= Andrew McFarland =

American physician (1817–1891)

Dr. Andrew McFarland (14 July 1817 – 21 November 1891) was a United States physician.

==Biography==
McFarland was born in Concord, New Hampshire. He was the son of Concord clergyman Asa McFarland and his wife Elizabeth Kneeland McFarland. McFarland attended Dartmouth College and lectured at Jefferson Medical College in 1843. He practiced medicine at Sandwich and Laconia, New Hampshire, and was appointed superintendent of the New Hampshire Asylum for the Insane in August 1845. After resigning in November 1852, he practiced in Concord and Lawrence, Massachusetts. About 1854, he became superintendent of the Illinois State Asylum for the Insane in Jacksonville, a role he held until 1869, when he resigned and established Oak Lawn Retreat, a private asylum in Jacksonville. Beyond his work in mental health, McFarland published a work of fiction titled, The Escape (Boston, 1851). He died by suicide in Jacksonville, Illinois, in 1891.

McFarland played a primary role in the wrongful commitment of Elizabeth Packard to the Jacksonville Insane Asylum (later known as the Illinois State Asylum) in the 1860s. As the superintendent of the asylum, he was responsible for the fate of many committed individuals, including Packard, who had been forcibly institutionalized by her husband for openly challenging him on theological and personal grounds. During her incarceration, Elizabeth persistently asserted her sanity, but McFarland consistently rebuffed her claims. Even when legal regulations evolved to allow institutionalized individuals the right to a public hearing, he continued to obstruct her release. Packard's experiences at the asylum under McFarland's oversight shone a spotlight on the abuses common in the psychiatric institutions of her day, including prescribing opium and blue mass (a mercury-based medicine), the poisonous tincture of veratria, “a concoction of quinine, arsenic, port wine, and cannabis”. Restraints, such as straitjackets, were used amongst the inmates and near drownings in ice cold or scorching hot water were also employed. Solitary confinement was another consequence as was mixing the murderers and truly mentally deranged inmates with the civil ones.

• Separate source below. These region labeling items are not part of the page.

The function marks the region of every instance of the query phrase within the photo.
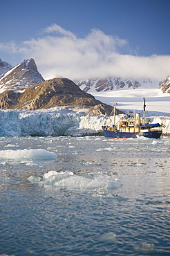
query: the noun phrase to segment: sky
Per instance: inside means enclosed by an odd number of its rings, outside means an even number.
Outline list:
[[[169,0],[0,0],[0,58],[45,80],[170,75]]]

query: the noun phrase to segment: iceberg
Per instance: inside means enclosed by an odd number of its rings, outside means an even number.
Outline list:
[[[91,116],[86,109],[55,107],[35,111],[0,109],[0,136],[82,136],[98,135],[102,125],[110,125],[112,118]],[[118,120],[119,116],[117,116]],[[152,117],[162,122],[163,133],[170,133],[170,119]]]

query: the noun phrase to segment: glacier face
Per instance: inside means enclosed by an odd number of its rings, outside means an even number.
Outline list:
[[[109,125],[111,117],[91,116],[86,111],[55,107],[50,109],[21,111],[0,109],[0,136],[58,136],[94,135],[102,126]],[[116,122],[119,116],[116,116]],[[170,133],[169,118],[151,118],[152,122],[166,125],[163,133]]]

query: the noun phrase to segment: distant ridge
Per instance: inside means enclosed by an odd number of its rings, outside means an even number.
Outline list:
[[[75,81],[75,83],[84,91],[88,93],[115,91],[119,89],[127,89],[138,88],[158,88],[160,82],[149,80],[126,80],[121,78],[108,77],[106,79],[97,78],[94,80],[87,79],[85,80]]]

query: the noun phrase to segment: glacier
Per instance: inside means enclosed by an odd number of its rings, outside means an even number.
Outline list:
[[[0,136],[82,136],[98,135],[102,125],[110,125],[112,118],[91,116],[87,109],[55,107],[35,111],[0,109]],[[119,115],[120,116],[120,115]],[[116,116],[116,122],[119,119]],[[163,134],[170,133],[170,118],[151,117],[151,122],[163,123]]]

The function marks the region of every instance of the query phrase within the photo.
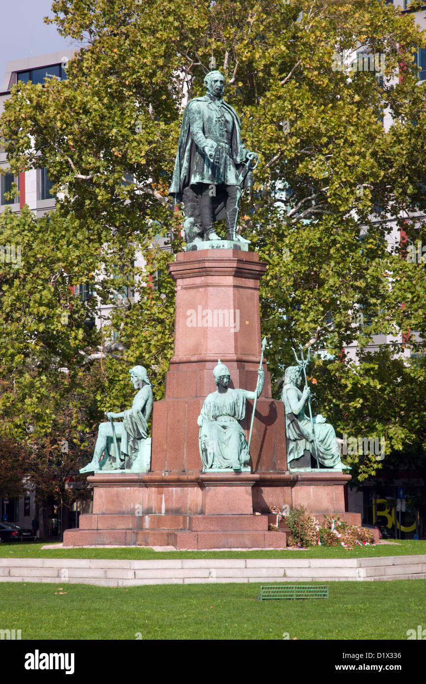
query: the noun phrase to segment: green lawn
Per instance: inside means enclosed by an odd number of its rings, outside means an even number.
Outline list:
[[[0,544],[1,558],[108,558],[131,560],[152,558],[361,558],[366,556],[410,555],[426,553],[426,540],[402,540],[398,544],[378,544],[375,547],[315,547],[306,551],[155,551],[144,547],[120,549],[47,549],[43,542],[14,542]]]
[[[36,640],[406,640],[426,625],[425,579],[330,582],[328,599],[298,601],[256,601],[259,587],[3,582],[0,627]]]

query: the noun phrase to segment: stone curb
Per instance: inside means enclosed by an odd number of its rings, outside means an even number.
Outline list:
[[[0,558],[1,582],[130,587],[225,582],[376,581],[426,579],[426,555],[369,558],[108,560]]]

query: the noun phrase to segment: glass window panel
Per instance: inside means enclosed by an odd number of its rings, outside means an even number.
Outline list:
[[[30,71],[20,71],[18,72],[18,74],[16,74],[16,80],[23,81],[25,83],[27,83],[28,81],[30,80],[29,79],[30,74],[31,74]]]
[[[34,83],[44,83],[45,78],[57,78],[61,77],[60,64],[54,64],[53,66],[43,66],[40,69],[33,69],[31,73],[31,79]]]
[[[12,185],[16,183],[18,186],[18,189],[19,189],[19,178],[16,178],[12,173],[7,173],[5,176],[1,176],[1,204],[2,205],[14,205],[19,202],[19,197],[15,196],[12,197],[11,199],[7,199],[5,195],[8,192],[12,192],[13,190]]]
[[[40,200],[51,200],[54,196],[54,193],[51,192],[53,183],[47,175],[47,169],[43,166],[40,169],[41,173],[41,187],[40,193]]]

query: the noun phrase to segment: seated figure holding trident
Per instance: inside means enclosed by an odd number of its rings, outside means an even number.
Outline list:
[[[107,438],[112,437],[116,449],[116,460],[112,469],[124,469],[127,457],[135,460],[137,456],[139,440],[148,436],[148,421],[152,410],[152,389],[144,366],[135,366],[130,371],[130,379],[135,389],[139,390],[132,403],[132,408],[122,413],[108,412],[109,423],[101,423],[90,463],[80,469],[80,473],[92,473],[101,469],[100,460],[104,451],[107,458]],[[122,418],[122,423],[114,423],[113,419]],[[117,438],[121,438],[120,451],[117,448]],[[106,459],[105,459],[106,460]]]
[[[310,468],[312,456],[317,459],[318,468],[320,463],[326,468],[339,471],[349,468],[350,466],[345,466],[341,460],[340,449],[333,426],[325,423],[325,419],[320,413],[315,417],[312,415],[310,389],[306,377],[306,366],[310,360],[309,352],[306,360],[303,358],[303,353],[302,360],[299,361],[297,356],[296,360],[298,365],[286,368],[284,376],[278,381],[278,385],[280,385],[284,380],[281,400],[285,409],[289,467]],[[306,384],[303,392],[301,392],[299,387],[302,369],[305,373]],[[305,415],[306,402],[309,418]]]
[[[217,361],[213,369],[213,377],[217,389],[209,394],[202,405],[198,416],[200,425],[200,455],[207,470],[222,471],[232,469],[250,471],[248,463],[250,459],[249,444],[245,440],[244,430],[238,423],[245,415],[248,399],[256,399],[263,389],[265,373],[258,370],[258,382],[255,392],[245,389],[228,388],[230,378],[226,366]],[[253,409],[254,415],[254,408]]]

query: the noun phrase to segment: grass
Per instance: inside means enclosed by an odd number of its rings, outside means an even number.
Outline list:
[[[4,582],[0,627],[23,640],[406,640],[426,624],[425,579],[330,582],[328,599],[302,601],[256,601],[260,586]]]
[[[401,540],[397,544],[379,544],[375,547],[314,547],[306,551],[155,551],[144,547],[128,547],[120,549],[47,549],[42,551],[43,542],[15,542],[0,544],[1,558],[93,558],[129,559],[131,560],[153,558],[364,558],[371,556],[411,555],[426,554],[426,540]]]

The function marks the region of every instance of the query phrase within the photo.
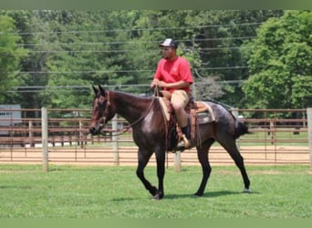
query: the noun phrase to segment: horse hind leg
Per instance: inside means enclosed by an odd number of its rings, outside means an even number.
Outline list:
[[[231,158],[234,160],[235,162],[235,165],[238,167],[238,169],[241,171],[243,181],[244,181],[244,192],[250,192],[250,181],[246,172],[246,170],[244,168],[244,158],[239,152],[235,140],[233,138],[227,139],[226,140],[220,141],[220,144],[226,150],[226,151],[230,154]]]
[[[197,190],[196,193],[194,194],[196,196],[203,195],[204,189],[207,185],[207,181],[208,181],[210,173],[212,171],[212,168],[209,163],[208,152],[209,152],[210,147],[213,145],[213,142],[214,142],[214,140],[211,139],[205,141],[204,143],[203,143],[201,146],[197,147],[197,158],[202,166],[203,177],[202,177],[200,187]]]

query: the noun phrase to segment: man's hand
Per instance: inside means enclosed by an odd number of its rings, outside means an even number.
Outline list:
[[[154,88],[156,86],[159,87],[160,80],[154,78],[151,83],[151,88]]]

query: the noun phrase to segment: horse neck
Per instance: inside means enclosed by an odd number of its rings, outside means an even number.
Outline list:
[[[116,113],[130,123],[145,115],[151,101],[151,98],[140,98],[122,92],[110,92],[110,102],[114,104]]]

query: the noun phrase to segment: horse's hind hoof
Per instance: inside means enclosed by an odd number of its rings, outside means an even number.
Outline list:
[[[158,200],[161,200],[163,198],[163,193],[159,192],[157,192],[153,197],[152,199],[155,200],[155,201],[158,201]]]
[[[252,191],[250,189],[244,189],[243,193],[251,193]]]

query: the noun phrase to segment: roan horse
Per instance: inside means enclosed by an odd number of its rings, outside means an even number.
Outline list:
[[[92,107],[90,133],[100,134],[103,126],[116,113],[123,117],[130,124],[134,142],[139,147],[137,176],[153,199],[161,199],[164,196],[166,119],[162,116],[159,99],[156,97],[142,98],[124,92],[107,90],[101,86],[99,86],[99,89],[94,86],[92,88],[96,96]],[[234,161],[244,180],[244,192],[248,192],[250,181],[243,157],[235,144],[235,139],[247,133],[248,129],[222,105],[213,102],[209,102],[209,105],[213,109],[216,119],[213,123],[199,125],[201,144],[197,145],[196,149],[203,169],[203,177],[195,195],[203,196],[204,192],[211,173],[208,152],[215,140],[227,150]],[[153,152],[155,152],[157,163],[158,188],[151,185],[144,177],[144,168]]]

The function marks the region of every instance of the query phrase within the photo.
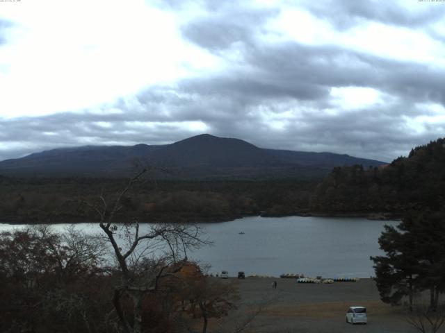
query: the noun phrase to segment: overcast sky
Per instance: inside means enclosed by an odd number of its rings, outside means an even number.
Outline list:
[[[384,161],[445,136],[445,1],[0,1],[0,160],[202,133]]]

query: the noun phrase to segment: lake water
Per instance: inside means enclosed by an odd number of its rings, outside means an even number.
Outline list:
[[[383,225],[396,221],[362,218],[289,216],[246,217],[230,222],[202,223],[213,241],[189,257],[211,265],[210,272],[239,271],[279,276],[293,273],[324,278],[374,275],[371,255],[379,255],[378,239]],[[62,230],[68,225],[56,225]],[[97,223],[76,225],[88,232],[99,230]],[[20,228],[0,224],[0,230]],[[239,232],[243,232],[244,234]]]

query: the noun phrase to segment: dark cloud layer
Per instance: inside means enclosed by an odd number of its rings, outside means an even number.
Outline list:
[[[445,106],[443,67],[334,44],[267,42],[264,24],[277,10],[225,3],[205,1],[207,14],[183,26],[181,33],[216,56],[232,59],[236,52],[233,65],[151,87],[97,112],[0,120],[0,142],[23,144],[0,151],[0,159],[56,146],[159,144],[209,133],[264,148],[389,161],[444,135],[443,119],[421,121],[437,115],[428,105]],[[339,28],[363,20],[421,28],[444,12],[410,12],[381,1],[311,3],[309,10]],[[186,5],[170,0],[163,6],[179,10]],[[351,109],[339,106],[332,89],[348,87],[375,89],[381,101]]]

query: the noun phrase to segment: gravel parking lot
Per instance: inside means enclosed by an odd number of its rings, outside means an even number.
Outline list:
[[[230,283],[236,279],[229,279]],[[272,287],[277,281],[277,287]],[[300,284],[294,279],[246,278],[235,282],[242,301],[255,305],[270,302],[255,320],[250,332],[270,333],[414,333],[403,320],[403,312],[380,300],[375,282],[362,279],[332,284]],[[368,308],[366,325],[346,323],[348,308]],[[254,307],[245,307],[245,311]],[[442,330],[441,332],[445,332]]]

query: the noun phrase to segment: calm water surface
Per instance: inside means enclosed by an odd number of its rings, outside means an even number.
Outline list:
[[[193,253],[190,257],[211,265],[231,276],[279,276],[284,273],[307,276],[369,278],[374,275],[371,255],[382,254],[378,239],[385,224],[396,221],[362,218],[289,216],[246,217],[230,222],[202,223],[213,246]],[[68,225],[56,225],[63,230]],[[0,230],[15,227],[0,224]],[[99,230],[96,223],[76,225],[88,232]],[[244,234],[238,232],[243,232]]]

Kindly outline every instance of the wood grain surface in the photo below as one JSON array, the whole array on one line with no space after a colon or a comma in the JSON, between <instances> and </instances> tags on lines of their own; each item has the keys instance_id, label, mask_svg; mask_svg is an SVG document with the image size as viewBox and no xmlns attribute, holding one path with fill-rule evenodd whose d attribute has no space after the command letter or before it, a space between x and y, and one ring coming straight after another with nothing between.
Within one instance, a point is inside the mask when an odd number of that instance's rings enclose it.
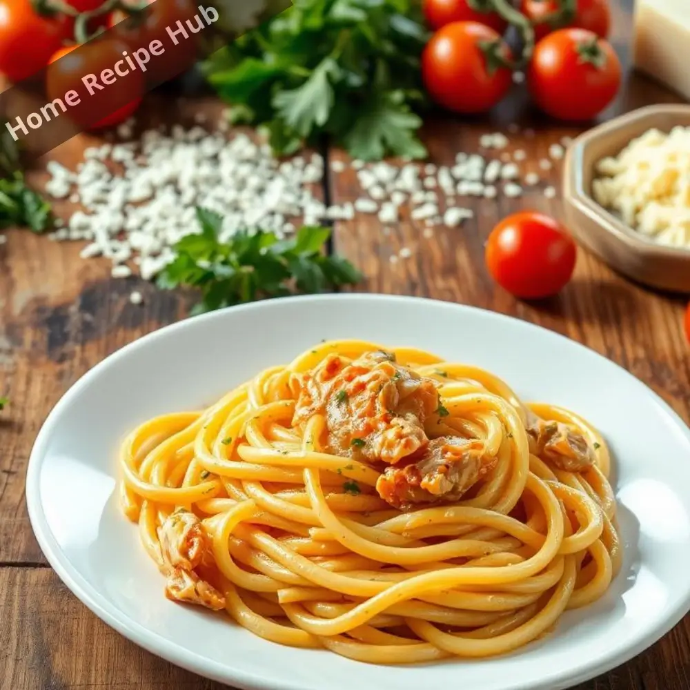
<instances>
[{"instance_id":1,"label":"wood grain surface","mask_svg":"<svg viewBox=\"0 0 690 690\"><path fill-rule=\"evenodd\" d=\"M614 43L629 64L631 0L616 0ZM184 120L217 103L149 97L148 124L161 112ZM631 72L608 115L649 103L673 102L669 91ZM170 107L173 106L174 107ZM515 132L515 125L519 130ZM333 248L362 270L363 291L415 295L473 304L516 316L578 340L618 362L690 420L690 351L682 333L684 300L636 286L580 252L575 277L562 294L539 304L515 300L489 279L483 245L506 214L536 208L559 215L558 164L549 172L537 162L549 145L580 131L541 119L516 93L489 122L451 117L427 124L424 139L437 164L459 151L477 152L483 133L512 133L511 149L527 153L522 164L540 184L514 199L473 202L475 217L462 228L434 229L403 217L384 230L375 216L358 214L335 224ZM73 166L92 143L81 135L50 157ZM510 150L510 149L509 149ZM346 159L328 150L331 162ZM38 188L40 170L32 172ZM361 195L353 171L330 170L323 193L333 203ZM70 213L58 205L60 215ZM31 531L24 478L31 447L52 406L88 369L140 336L184 317L190 296L157 291L132 277L110 277L105 260L79 259L81 243L57 243L23 230L8 233L0 246L0 395L11 404L0 417L0 689L1 690L217 690L222 687L144 651L111 630L83 606L48 566ZM410 256L400 253L406 248ZM403 255L408 252L403 252ZM391 257L393 260L391 260ZM144 297L130 304L132 290ZM578 686L578 690L686 690L690 688L690 619L651 649L619 669ZM328 689L324 689L328 690Z\"/></svg>"}]
</instances>

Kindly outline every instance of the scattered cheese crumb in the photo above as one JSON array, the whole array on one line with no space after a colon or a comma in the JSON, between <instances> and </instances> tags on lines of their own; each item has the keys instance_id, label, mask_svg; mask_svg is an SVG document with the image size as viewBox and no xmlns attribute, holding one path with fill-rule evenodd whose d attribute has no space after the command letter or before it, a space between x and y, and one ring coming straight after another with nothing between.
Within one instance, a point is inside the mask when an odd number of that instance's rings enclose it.
<instances>
[{"instance_id":1,"label":"scattered cheese crumb","mask_svg":"<svg viewBox=\"0 0 690 690\"><path fill-rule=\"evenodd\" d=\"M552 144L549 147L549 155L553 160L560 161L565 155L565 150L560 144Z\"/></svg>"},{"instance_id":2,"label":"scattered cheese crumb","mask_svg":"<svg viewBox=\"0 0 690 690\"><path fill-rule=\"evenodd\" d=\"M509 199L515 199L522 195L522 188L514 182L508 182L503 188L503 193Z\"/></svg>"}]
</instances>

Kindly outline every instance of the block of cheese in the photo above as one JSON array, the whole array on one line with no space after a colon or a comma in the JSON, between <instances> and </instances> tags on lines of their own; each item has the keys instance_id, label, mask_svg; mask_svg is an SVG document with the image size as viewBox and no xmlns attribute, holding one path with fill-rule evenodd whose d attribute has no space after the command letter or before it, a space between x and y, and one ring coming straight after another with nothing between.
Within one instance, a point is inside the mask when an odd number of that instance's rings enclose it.
<instances>
[{"instance_id":1,"label":"block of cheese","mask_svg":"<svg viewBox=\"0 0 690 690\"><path fill-rule=\"evenodd\" d=\"M690 100L690 0L637 0L635 66Z\"/></svg>"}]
</instances>

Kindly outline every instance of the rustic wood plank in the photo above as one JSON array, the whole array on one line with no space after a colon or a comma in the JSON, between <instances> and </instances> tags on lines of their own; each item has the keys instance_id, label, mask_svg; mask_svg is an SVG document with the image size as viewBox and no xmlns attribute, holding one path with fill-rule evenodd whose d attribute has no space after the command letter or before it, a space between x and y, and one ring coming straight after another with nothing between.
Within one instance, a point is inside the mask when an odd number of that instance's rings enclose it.
<instances>
[{"instance_id":1,"label":"rustic wood plank","mask_svg":"<svg viewBox=\"0 0 690 690\"><path fill-rule=\"evenodd\" d=\"M10 622L0 626L0 690L226 687L168 664L126 640L91 613L48 568L0 569L0 620ZM573 690L687 690L689 637L690 622L686 620L663 642Z\"/></svg>"}]
</instances>

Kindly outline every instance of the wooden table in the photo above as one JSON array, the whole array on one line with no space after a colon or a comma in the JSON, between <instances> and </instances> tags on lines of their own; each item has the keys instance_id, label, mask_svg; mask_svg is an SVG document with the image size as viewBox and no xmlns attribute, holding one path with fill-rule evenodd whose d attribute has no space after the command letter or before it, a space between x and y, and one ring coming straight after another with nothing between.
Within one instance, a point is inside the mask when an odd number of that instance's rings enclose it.
<instances>
[{"instance_id":1,"label":"wooden table","mask_svg":"<svg viewBox=\"0 0 690 690\"><path fill-rule=\"evenodd\" d=\"M627 59L631 3L615 3L614 41ZM665 90L631 75L615 110L674 100ZM155 110L155 105L148 108ZM482 133L506 130L513 122L521 128L510 135L511 147L524 149L535 170L550 144L578 131L539 119L518 97L490 124L449 118L435 121L424 138L433 160L448 164L457 151L477 150ZM88 142L87 137L78 137L55 155L73 161ZM344 158L337 150L326 154L331 161ZM334 248L363 270L366 279L358 290L473 304L558 331L623 366L690 420L683 299L633 285L584 251L574 279L547 302L518 302L487 275L483 245L495 223L528 207L560 213L558 199L549 201L542 193L549 184L558 186L558 166L540 175L540 186L522 198L475 203L476 219L462 228L439 228L427 238L420 224L404 220L386 235L375 217L359 215L336 224ZM40 184L44 177L37 172L32 179ZM329 173L323 193L332 203L356 198L354 173ZM68 214L68 204L58 208ZM403 247L411 257L391 262ZM158 292L137 278L111 279L108 263L80 259L80 248L21 230L10 232L0 248L0 395L12 400L0 417L0 689L219 690L219 684L144 651L102 623L49 567L29 524L26 464L48 411L91 366L126 343L182 318L189 306L188 297ZM143 293L143 305L129 303L134 289ZM629 663L578 687L690 688L690 617Z\"/></svg>"}]
</instances>

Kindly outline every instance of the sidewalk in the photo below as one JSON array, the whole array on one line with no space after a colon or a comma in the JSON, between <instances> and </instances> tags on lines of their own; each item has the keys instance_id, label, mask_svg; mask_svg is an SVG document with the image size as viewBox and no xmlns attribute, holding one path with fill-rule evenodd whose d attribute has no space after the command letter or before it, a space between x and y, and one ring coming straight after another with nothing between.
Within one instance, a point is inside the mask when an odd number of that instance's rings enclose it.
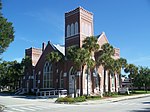
<instances>
[{"instance_id":1,"label":"sidewalk","mask_svg":"<svg viewBox=\"0 0 150 112\"><path fill-rule=\"evenodd\" d=\"M100 99L100 100L88 100L86 102L79 102L79 103L75 103L75 104L77 104L77 105L104 104L104 103L118 102L118 101L122 101L122 100L130 100L130 99L143 98L143 97L150 97L150 94L122 96L122 97L117 97L117 98L105 98L105 99Z\"/></svg>"},{"instance_id":2,"label":"sidewalk","mask_svg":"<svg viewBox=\"0 0 150 112\"><path fill-rule=\"evenodd\" d=\"M3 105L0 105L0 112L2 112L4 109L4 106Z\"/></svg>"}]
</instances>

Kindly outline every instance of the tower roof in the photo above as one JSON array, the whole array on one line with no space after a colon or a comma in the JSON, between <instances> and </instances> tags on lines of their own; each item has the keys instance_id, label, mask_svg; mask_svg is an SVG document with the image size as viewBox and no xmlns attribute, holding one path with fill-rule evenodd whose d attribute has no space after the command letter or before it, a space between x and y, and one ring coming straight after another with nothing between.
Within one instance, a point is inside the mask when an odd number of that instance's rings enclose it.
<instances>
[{"instance_id":1,"label":"tower roof","mask_svg":"<svg viewBox=\"0 0 150 112\"><path fill-rule=\"evenodd\" d=\"M87 14L93 15L92 12L89 12L88 10L84 9L83 7L79 6L73 10L70 10L68 12L65 13L65 15L71 14L71 13L76 13L76 12L80 12L80 11L84 11Z\"/></svg>"}]
</instances>

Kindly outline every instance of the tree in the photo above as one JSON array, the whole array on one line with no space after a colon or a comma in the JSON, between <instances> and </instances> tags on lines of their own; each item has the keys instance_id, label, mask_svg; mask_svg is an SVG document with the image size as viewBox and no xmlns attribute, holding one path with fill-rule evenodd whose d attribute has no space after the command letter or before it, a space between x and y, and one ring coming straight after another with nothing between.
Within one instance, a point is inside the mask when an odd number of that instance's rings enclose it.
<instances>
[{"instance_id":1,"label":"tree","mask_svg":"<svg viewBox=\"0 0 150 112\"><path fill-rule=\"evenodd\" d=\"M104 68L104 92L106 92L106 71L111 70L114 63L112 56L114 55L114 48L109 43L103 44L101 50L99 51L99 56L97 59L97 65L102 65Z\"/></svg>"},{"instance_id":2,"label":"tree","mask_svg":"<svg viewBox=\"0 0 150 112\"><path fill-rule=\"evenodd\" d=\"M119 58L114 62L114 71L119 76L119 85L121 86L121 70L127 66L127 60L125 58Z\"/></svg>"},{"instance_id":3,"label":"tree","mask_svg":"<svg viewBox=\"0 0 150 112\"><path fill-rule=\"evenodd\" d=\"M150 69L148 67L139 67L139 74L135 77L134 85L137 83L140 87L144 86L147 92L147 88L150 87Z\"/></svg>"},{"instance_id":4,"label":"tree","mask_svg":"<svg viewBox=\"0 0 150 112\"><path fill-rule=\"evenodd\" d=\"M17 61L3 61L0 63L0 85L3 88L9 86L12 90L17 89L22 73L22 66Z\"/></svg>"},{"instance_id":5,"label":"tree","mask_svg":"<svg viewBox=\"0 0 150 112\"><path fill-rule=\"evenodd\" d=\"M129 78L131 81L131 88L133 91L133 81L135 79L135 77L138 75L138 67L136 67L134 64L129 64L126 66L126 68L124 69L125 73L129 73Z\"/></svg>"},{"instance_id":6,"label":"tree","mask_svg":"<svg viewBox=\"0 0 150 112\"><path fill-rule=\"evenodd\" d=\"M0 55L7 49L9 44L14 40L14 28L11 22L3 17L2 3L0 1Z\"/></svg>"},{"instance_id":7,"label":"tree","mask_svg":"<svg viewBox=\"0 0 150 112\"><path fill-rule=\"evenodd\" d=\"M89 53L90 53L90 57L87 60L87 69L88 69L88 74L87 74L87 95L89 95L88 93L88 76L91 76L91 68L94 67L94 65L96 64L95 62L95 58L94 58L94 54L96 51L99 50L99 44L97 43L97 38L94 36L91 37L87 37L84 41L83 41L83 45L82 47L84 49L86 49Z\"/></svg>"},{"instance_id":8,"label":"tree","mask_svg":"<svg viewBox=\"0 0 150 112\"><path fill-rule=\"evenodd\" d=\"M67 59L72 61L74 63L74 67L76 69L76 71L79 69L81 70L81 76L79 78L80 79L80 90L81 93L80 95L83 94L83 87L82 87L82 79L83 79L83 69L84 66L87 65L88 60L90 59L90 53L88 52L88 50L84 49L84 48L79 48L79 47L69 47L67 49ZM75 90L74 90L74 94Z\"/></svg>"}]
</instances>

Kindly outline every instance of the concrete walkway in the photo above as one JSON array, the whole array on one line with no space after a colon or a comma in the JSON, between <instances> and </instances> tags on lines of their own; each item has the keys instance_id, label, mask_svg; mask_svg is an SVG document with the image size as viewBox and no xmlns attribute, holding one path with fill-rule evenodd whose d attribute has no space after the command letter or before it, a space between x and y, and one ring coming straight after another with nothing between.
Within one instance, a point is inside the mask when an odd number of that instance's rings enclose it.
<instances>
[{"instance_id":1,"label":"concrete walkway","mask_svg":"<svg viewBox=\"0 0 150 112\"><path fill-rule=\"evenodd\" d=\"M150 97L150 94L122 96L122 97L117 97L117 98L105 98L105 99L100 99L100 100L88 100L86 102L79 102L76 104L77 105L103 104L103 103L118 102L122 100L130 100L130 99L143 98L143 97Z\"/></svg>"}]
</instances>

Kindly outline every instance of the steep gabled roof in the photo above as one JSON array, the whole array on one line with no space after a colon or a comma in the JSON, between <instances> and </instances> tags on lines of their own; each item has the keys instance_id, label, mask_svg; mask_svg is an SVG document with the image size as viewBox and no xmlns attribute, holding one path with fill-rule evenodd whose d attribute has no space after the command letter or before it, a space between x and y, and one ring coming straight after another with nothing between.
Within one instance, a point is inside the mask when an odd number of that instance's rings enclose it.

After Elizabeth's release, she resolutely advocated for the rights and dignities of the patients committed to them. In 1869, spurred by growing public concerns about Packard's administration and accounts from former patients like Packard, the Illinois legislature launched a comprehensive investigation into the asylum's conditions and the treatment of its residents.

The investigation uncovered various deficiencies in care, questionable practices, and instances of neglect. Testimonies from former patients, supplemented by Packard's own account, painted a picture of life inside the asylum in which patient rights were frequently overlooked and the line between genuine medical care and punitive confinement was often blurred. These findings, aided by Packard's advocacy, ushered in a wave of reform in the state's mental health care system.

The 1869 legislative investigation also thrust McFarland's leadership into the public eye. Although some saw him as a progressive figure in the realm of mental health, the investigative findings, which corroborated the stories of former patients, raised serious questions about his methods and decision-making processes. The combined weight of these revelations eventually led to greater scrutiny of psychiatric institutions nationwide, prompting notable reforms in patient care, civil rights, and criteria for institutionalization.

In August 2023, the asylum was renamed from the Andrew McFarland Mental Health Center to the Elizabeth Parsons Ware Packard Mental Health Center, both in recognition of the mistreatment she suffered while incarcerated in the facility and to honor her subsequent work to reform mental health institutions.

==Legacy==
McFarland's brother Asa was a noted New Hampshire journalist and politician. Immediately after graduation from medical school, his granddaughter, Anne Hazen McFarland, was installed as medical superintendent of the Oak Lawn Sanitarium, fulfilling her grandfather's earnest desire that she make a special study of the care of the insane.